I sat on the bed, drowning in the ice-cold water of rejection he’d just thrown on me, barely able to catch my breath. “So it’s all been a lie. This whole summer, none of it was real. You’ve been lying to me every minute.”

He shook his head but didn’t step closer. “I meant to tell you. It was never the right time.”

“And this is? The last possible moment as you’re walking out the door?” I found enough strength to push up off the bed. I wrapped my robe tighter around me and stared him dead in the eye. “You’re on your way to boot camp, then shipping out to who knows where, and I didn’t even know you’d signed up for the Army!”

“Savannah…”

“Savannah.” Ben touched my shoulder. I flinched, and he dropped his hand. “What’s going on? Mai said you’re in trouble.”

Trouble.The word snapped me out of my shitty memories. I glanced over my shoulder, not knowing who or what I was looking for, but scared witless just the same. “Not here. Are we getting on a flight?”
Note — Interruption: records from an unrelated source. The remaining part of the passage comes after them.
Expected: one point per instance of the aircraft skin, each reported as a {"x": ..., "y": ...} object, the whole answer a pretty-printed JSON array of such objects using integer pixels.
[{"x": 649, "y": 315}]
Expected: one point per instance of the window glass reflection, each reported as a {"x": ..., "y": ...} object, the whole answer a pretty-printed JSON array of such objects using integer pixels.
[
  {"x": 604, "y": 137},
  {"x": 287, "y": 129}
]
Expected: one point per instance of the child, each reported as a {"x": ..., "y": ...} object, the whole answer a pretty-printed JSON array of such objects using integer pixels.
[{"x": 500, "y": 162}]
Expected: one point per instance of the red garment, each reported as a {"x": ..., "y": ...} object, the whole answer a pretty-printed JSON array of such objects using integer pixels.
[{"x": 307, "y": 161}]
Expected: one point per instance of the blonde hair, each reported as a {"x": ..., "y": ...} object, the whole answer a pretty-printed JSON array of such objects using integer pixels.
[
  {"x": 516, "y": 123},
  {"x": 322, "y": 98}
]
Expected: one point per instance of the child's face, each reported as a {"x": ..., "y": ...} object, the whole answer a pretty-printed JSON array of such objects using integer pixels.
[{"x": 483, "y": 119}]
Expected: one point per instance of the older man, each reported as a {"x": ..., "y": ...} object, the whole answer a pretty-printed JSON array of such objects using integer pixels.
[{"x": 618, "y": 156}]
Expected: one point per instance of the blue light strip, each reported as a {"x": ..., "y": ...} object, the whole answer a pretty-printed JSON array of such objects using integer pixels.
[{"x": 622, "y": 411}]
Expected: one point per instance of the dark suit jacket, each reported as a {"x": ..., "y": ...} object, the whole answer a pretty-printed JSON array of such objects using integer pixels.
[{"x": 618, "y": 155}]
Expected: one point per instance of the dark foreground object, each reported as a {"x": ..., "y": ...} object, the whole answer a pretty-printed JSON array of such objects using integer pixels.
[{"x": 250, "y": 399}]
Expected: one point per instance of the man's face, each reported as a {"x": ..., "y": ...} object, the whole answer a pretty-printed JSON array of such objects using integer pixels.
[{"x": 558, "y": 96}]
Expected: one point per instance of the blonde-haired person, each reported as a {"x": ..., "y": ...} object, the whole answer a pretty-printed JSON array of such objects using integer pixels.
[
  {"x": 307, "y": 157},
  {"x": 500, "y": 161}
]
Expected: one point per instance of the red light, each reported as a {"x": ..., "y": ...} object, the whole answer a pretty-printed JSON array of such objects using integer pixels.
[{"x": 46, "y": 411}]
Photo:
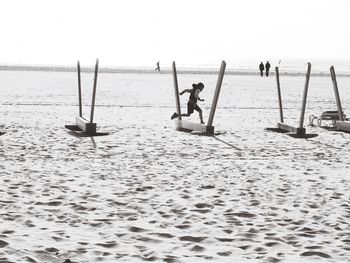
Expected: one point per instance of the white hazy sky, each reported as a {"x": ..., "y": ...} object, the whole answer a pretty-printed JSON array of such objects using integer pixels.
[{"x": 193, "y": 32}]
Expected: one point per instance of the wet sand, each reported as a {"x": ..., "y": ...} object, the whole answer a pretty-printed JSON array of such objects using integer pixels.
[{"x": 148, "y": 193}]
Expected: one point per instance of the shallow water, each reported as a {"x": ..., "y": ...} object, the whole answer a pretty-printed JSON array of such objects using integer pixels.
[{"x": 149, "y": 193}]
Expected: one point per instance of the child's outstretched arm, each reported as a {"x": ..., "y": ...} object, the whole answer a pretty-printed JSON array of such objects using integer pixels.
[{"x": 185, "y": 90}]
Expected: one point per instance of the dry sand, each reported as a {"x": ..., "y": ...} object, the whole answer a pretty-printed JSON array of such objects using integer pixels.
[{"x": 149, "y": 193}]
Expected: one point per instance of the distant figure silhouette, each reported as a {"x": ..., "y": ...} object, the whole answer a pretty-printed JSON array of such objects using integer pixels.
[
  {"x": 267, "y": 67},
  {"x": 192, "y": 102},
  {"x": 158, "y": 67},
  {"x": 261, "y": 68}
]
He shook his head, the same way he had in that motel room. But this time, he stepped toward me. He reached out his hand. I waited for his warm touch at the base of my spine. Instead, his fingers brushed my elbow. “That would create a trail with your name on it. I’ll get a rental car. Are these all your bags?”

I nodded.

With his large, warm hand still on my elbow, he guided me through the crowd and out of baggage claim. He kept his hand in place, barely touching but gently guiding me. Each time someone passed too close to us, he angled his body toward mine or maneuvered me out of their path. His physical awareness and protectiveness of me were the same as they’d always been. But his athletic body was broader and stronger, and his movements were clean and precise. I instinctively turned toward the safety of his bulk.

But while my body betrayed my heart, my brain protected it.He’s a liar. He’s a liar. He’s a liar. I would cling to the words like they were my life’s mantra for as long as I was in Ben’s presence, which I hoped would be a blissfully short time.

We entered a lobby lined with car rental company counters.